I'll define some additional preference strength functions (P). I start from the assumption that margins philosophy can be taken as the starting point for results where all voters have expressed preference (= no indifferent votes). As a result preference value for 100-0 is 1 (for all preference functions of this group of P functions), i.e. P(100,0)=1, and P(50,50)=0, and P(75,25)=0.5. The preference function is thus linear at that line (y = 1-x). Preference value should also always be 0 at line x=y. More formally, P(x,x)=0 and P(x,1-x)=2x-1. We should require also symmetry, P(x,y)=-P(y,x).

One family of preference functions that meets these criteria is (x-y)*(x+y)^k. We get margins when k=0. We get proportion when k=-1. The next interesting possibility is to use value k=1. This one is interesting because it has some WV like properties without introducing the weird discontinuities of WV. I'll study this function (k=1) a bit more.

(Note that when k=1 the function becomes quite simple, (x-y)*(x+y)^1 = x^2 - y^2.)

First few words about sincere votes. In margins the preference values of 50-0 and 75-25 are equal. Pm(50,0) = Pm(75,25). If one doesn't think this is ideal, one can adjust this relation by adjusting the value of k. When k=1 (P1) we have P1(75,25) = 0.5 (by definition). P1(50,0) = 0.25, Pm(50,0) = 0.5 and Pp(50,0) = 1 (p = proportion).
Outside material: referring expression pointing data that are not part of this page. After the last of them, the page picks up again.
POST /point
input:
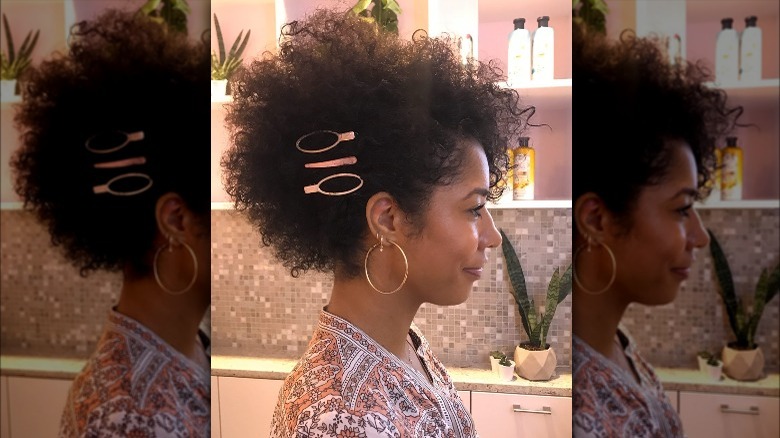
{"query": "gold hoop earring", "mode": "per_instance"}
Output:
(380, 244)
(169, 245)
(614, 268)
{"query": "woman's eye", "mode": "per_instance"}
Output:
(685, 211)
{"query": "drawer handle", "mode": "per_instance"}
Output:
(545, 410)
(727, 410)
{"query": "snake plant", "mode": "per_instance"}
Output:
(13, 61)
(535, 326)
(743, 323)
(222, 67)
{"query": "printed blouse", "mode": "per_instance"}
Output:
(136, 385)
(347, 385)
(608, 401)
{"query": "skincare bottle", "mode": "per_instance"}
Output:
(731, 173)
(508, 181)
(466, 49)
(717, 180)
(750, 51)
(727, 53)
(543, 50)
(519, 59)
(524, 162)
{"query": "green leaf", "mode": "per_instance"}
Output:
(726, 289)
(360, 6)
(517, 279)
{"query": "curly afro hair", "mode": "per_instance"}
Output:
(122, 73)
(628, 103)
(410, 102)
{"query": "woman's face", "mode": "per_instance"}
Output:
(448, 255)
(654, 256)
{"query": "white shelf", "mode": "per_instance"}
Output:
(540, 204)
(536, 203)
(744, 204)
The point of this paragraph is to demonstrate that if you want to have a P that gives best possible results with sincere votes, one can adjust k to reach best performance (within this family of preference functions). One parameter may be enough to address the most typical concerns (?).
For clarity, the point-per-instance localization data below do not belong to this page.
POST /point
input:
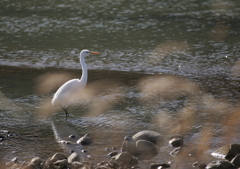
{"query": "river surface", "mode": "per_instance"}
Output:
(169, 66)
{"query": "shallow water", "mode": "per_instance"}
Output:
(188, 48)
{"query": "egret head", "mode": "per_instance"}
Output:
(86, 52)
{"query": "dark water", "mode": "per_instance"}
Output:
(189, 48)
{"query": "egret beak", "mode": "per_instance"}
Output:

What about defence against strategic voting then. In many large public elections such defences may be unnecessary. But for for people that like the WV properties P1 may be of interest also for strategy defence related reasons. It for example gives P1(10,0) = 0.01 while P1(55,45) = 0.1. I will not go further into details although it could be interesting to study the impact of parameters to strategic defence capabilities. The point here is that there are also continuous "natural" preference functions that can reach some of the targets of discontinuous functions like WV.

If one uses parameterized preference functions like the one described above, one can also adjust the parameters (k) so that the function reaches the required strategy resistance, but at the same time deviates from the preferred sincere preference function only as little as possible.
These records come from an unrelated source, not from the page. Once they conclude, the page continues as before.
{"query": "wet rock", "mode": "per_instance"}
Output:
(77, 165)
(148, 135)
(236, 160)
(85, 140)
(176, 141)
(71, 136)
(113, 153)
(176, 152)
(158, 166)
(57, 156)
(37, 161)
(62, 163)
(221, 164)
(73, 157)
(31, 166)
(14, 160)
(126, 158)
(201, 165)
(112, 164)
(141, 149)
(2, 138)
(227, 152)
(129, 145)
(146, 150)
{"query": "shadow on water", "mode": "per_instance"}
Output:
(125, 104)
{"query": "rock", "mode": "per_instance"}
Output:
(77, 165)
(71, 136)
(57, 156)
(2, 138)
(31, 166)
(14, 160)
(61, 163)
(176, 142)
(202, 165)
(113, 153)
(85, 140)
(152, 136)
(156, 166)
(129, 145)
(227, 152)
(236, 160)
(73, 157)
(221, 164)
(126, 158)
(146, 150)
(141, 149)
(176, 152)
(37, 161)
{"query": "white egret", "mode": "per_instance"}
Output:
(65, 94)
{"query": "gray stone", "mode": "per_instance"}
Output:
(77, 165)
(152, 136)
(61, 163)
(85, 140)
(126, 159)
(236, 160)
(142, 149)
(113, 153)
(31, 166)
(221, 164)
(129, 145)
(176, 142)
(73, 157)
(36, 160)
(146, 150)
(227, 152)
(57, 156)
> On 25 Apr 2017, at 11:06, Kristofer Munsterhjelm <km_elmet at t-online.de> wrote:

> On a side note, Minmax can produce a lot of ties if there are few voters
> involved, so sometimes I prefer to break ties by second strongest defeat
> (and then third strongest, fourth strongest, etc). That isn't
> *classical* Minmax, but it shouldn't break any of Minmax's criteria.

I just note that the parameterized versions may also reduce the probability of ties (e.g. if one uses value k=0.00001 instead of k=0).